Non avevo idea della meta, ho camminato per sessantadue giorni, quattro ore e venti minuti, con due o tre padelle sulla schiena, lo stretto necessario. Me le sono portate su durante l’arrampicata, mani nude sulla roccia, e se non fossi riuscito ad arrivare in cima, lontano da quelli di giù, tanto valeva che morissi anch’io.

E invece ci sono riuscito e di colpo ero guarito. Sentivo un fruscio lontano cento metri, il cuore batteva così lento che avevo paura che si fermasse, non avevo più traccia d’asma, nemmeno con il polline, con la polvere, con il detersivo per piatti. Non era bello ricominciare?

Da allora nel mondo di giù non ci sono più tornato. Il mio ristorante ha trenta posti e poco distante ho predisposto un piccolissimo rifugio. La vetrata della sala guarda a est, quindi si può fare colazione guardando l’alba. Scalatori professionisti mi portano le forniture. Non ci sono abitazioni, non ci sono chiese, si può dire che sono un cuoco prossimo al cielo e i miei piatti risentono della leggerezza dell’aria.

Ho pensato per settimane al nome del ristorante, poi l’ho chiamato Ernesto, che è il nome del ragazzo del minestrone e attenua la mia vocazione di cuoco solitario, il più alto del mondo (parlo di alta cucina in altitudine).
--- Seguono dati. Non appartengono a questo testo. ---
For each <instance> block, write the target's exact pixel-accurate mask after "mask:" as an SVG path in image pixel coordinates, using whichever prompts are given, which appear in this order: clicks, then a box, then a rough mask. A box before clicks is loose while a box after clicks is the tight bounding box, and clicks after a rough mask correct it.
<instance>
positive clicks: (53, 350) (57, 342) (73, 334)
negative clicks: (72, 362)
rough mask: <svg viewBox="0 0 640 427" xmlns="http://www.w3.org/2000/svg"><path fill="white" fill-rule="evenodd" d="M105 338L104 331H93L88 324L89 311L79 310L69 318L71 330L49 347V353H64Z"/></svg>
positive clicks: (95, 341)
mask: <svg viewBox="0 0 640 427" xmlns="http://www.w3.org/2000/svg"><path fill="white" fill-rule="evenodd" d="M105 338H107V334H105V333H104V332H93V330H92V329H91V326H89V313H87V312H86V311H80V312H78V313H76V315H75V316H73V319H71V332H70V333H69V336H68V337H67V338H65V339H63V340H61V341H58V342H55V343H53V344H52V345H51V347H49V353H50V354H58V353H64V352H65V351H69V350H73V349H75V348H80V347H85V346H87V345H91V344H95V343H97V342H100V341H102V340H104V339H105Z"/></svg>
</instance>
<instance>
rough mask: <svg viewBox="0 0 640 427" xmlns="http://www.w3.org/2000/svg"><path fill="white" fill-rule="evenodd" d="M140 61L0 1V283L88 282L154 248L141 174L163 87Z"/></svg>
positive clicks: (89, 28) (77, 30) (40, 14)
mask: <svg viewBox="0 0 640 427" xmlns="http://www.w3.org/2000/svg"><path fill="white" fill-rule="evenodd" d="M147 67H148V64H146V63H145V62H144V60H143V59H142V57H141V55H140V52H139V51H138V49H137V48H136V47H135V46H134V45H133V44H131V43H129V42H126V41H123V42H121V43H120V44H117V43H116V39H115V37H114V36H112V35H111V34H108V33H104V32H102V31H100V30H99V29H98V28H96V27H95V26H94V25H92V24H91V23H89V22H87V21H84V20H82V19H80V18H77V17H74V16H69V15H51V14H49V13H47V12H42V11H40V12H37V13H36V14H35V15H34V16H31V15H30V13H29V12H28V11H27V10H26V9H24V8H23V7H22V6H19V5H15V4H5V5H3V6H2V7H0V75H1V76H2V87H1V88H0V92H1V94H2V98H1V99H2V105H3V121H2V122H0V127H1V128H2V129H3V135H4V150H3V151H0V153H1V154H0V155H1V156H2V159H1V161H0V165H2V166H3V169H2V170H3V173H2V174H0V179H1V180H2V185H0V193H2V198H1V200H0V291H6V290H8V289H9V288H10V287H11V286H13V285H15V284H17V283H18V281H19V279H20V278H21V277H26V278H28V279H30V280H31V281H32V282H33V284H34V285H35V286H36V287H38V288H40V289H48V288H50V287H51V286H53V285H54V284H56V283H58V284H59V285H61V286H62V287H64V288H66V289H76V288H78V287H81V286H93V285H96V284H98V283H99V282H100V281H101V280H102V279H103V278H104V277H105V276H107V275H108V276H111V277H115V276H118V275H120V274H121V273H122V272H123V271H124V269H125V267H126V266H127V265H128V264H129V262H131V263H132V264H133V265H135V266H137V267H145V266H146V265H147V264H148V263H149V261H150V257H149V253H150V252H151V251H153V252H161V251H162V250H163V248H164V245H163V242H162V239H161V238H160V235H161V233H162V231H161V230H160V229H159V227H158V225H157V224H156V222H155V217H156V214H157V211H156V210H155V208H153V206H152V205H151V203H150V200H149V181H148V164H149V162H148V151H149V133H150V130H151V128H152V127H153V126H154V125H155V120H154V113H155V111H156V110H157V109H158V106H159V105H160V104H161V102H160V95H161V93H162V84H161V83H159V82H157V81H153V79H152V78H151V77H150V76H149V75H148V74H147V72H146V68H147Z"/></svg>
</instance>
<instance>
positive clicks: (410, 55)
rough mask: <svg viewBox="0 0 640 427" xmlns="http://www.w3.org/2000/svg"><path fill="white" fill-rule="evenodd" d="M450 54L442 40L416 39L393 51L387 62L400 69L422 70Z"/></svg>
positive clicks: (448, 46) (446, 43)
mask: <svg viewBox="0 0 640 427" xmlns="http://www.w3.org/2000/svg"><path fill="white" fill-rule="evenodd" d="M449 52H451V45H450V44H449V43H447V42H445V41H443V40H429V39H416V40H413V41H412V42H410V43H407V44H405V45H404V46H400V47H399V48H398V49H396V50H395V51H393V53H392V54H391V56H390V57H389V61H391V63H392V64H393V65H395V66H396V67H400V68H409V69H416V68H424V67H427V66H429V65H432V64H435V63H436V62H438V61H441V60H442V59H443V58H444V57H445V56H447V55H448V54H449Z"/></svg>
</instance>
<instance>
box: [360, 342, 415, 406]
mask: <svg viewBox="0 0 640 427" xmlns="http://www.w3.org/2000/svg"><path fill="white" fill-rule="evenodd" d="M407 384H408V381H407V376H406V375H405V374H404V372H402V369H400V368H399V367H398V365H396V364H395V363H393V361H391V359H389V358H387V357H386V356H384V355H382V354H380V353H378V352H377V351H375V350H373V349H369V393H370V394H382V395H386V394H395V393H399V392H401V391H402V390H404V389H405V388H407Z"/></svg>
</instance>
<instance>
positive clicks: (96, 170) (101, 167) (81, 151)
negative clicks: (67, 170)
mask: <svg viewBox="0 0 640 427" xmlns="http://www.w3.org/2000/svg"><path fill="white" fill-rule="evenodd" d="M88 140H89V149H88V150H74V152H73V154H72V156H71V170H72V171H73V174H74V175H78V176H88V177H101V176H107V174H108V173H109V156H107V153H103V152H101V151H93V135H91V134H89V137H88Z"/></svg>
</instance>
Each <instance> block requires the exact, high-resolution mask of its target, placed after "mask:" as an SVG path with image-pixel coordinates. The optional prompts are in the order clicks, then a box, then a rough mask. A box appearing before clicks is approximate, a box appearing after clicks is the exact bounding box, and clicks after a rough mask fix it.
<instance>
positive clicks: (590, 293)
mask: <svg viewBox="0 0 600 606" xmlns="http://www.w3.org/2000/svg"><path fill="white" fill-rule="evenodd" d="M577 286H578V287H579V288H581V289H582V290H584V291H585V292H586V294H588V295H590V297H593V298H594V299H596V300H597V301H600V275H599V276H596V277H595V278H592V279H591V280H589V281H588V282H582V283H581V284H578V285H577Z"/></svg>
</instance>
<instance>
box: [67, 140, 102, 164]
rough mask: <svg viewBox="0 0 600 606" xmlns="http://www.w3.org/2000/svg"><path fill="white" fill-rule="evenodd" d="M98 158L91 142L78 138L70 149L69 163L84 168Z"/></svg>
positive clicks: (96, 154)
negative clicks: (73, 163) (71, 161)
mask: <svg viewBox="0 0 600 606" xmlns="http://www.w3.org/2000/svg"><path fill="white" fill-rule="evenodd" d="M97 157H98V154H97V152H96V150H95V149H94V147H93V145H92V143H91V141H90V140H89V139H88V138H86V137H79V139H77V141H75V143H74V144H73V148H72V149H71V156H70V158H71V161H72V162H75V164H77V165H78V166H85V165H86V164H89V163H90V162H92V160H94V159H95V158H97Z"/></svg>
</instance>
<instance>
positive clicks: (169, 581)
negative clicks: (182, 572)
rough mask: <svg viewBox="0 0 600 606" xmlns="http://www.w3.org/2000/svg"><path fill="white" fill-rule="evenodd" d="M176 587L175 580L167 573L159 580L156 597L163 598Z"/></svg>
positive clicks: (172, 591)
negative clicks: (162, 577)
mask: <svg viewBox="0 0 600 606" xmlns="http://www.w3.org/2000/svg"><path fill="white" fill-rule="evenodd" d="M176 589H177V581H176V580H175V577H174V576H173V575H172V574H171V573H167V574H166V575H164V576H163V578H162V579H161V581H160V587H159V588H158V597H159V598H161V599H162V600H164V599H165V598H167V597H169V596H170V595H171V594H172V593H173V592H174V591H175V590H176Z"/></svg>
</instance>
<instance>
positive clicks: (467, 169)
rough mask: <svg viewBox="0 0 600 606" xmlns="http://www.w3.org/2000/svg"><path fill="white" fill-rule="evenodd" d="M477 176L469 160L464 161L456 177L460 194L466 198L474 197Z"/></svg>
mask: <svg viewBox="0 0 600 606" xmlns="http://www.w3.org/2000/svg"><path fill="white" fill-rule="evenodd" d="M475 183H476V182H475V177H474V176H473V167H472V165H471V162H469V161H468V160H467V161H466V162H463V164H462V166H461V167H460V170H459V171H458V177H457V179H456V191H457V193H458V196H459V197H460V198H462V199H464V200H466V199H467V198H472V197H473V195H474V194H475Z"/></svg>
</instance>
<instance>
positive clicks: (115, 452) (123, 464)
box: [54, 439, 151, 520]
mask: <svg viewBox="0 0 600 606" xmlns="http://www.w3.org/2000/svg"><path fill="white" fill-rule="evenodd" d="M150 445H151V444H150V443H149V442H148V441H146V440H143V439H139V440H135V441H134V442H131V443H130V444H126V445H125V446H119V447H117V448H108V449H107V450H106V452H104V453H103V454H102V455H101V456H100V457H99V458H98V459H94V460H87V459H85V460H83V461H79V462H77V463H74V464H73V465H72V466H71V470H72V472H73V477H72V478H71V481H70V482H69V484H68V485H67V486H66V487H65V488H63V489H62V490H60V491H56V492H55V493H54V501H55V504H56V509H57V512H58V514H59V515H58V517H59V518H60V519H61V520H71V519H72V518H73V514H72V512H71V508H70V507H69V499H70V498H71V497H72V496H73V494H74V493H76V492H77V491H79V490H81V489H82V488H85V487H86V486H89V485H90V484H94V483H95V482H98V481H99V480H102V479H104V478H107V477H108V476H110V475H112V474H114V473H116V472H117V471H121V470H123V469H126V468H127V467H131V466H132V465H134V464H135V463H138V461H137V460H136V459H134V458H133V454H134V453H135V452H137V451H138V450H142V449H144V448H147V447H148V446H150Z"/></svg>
Puoi dire a quelli di giù che se riusciranno ad arrivare fin qui, non dico che capiranno il senso della vita, ma avranno modo di ragionare su molte cose, perché il tempo qui si dilata. È facile che una colazione diventi pranzo, poi cena. Arrivano spesso tempeste di neve, temporali improvvisi e si rimane prigionieri. E a questo punto uno capisce se appartiene a quelli di giù.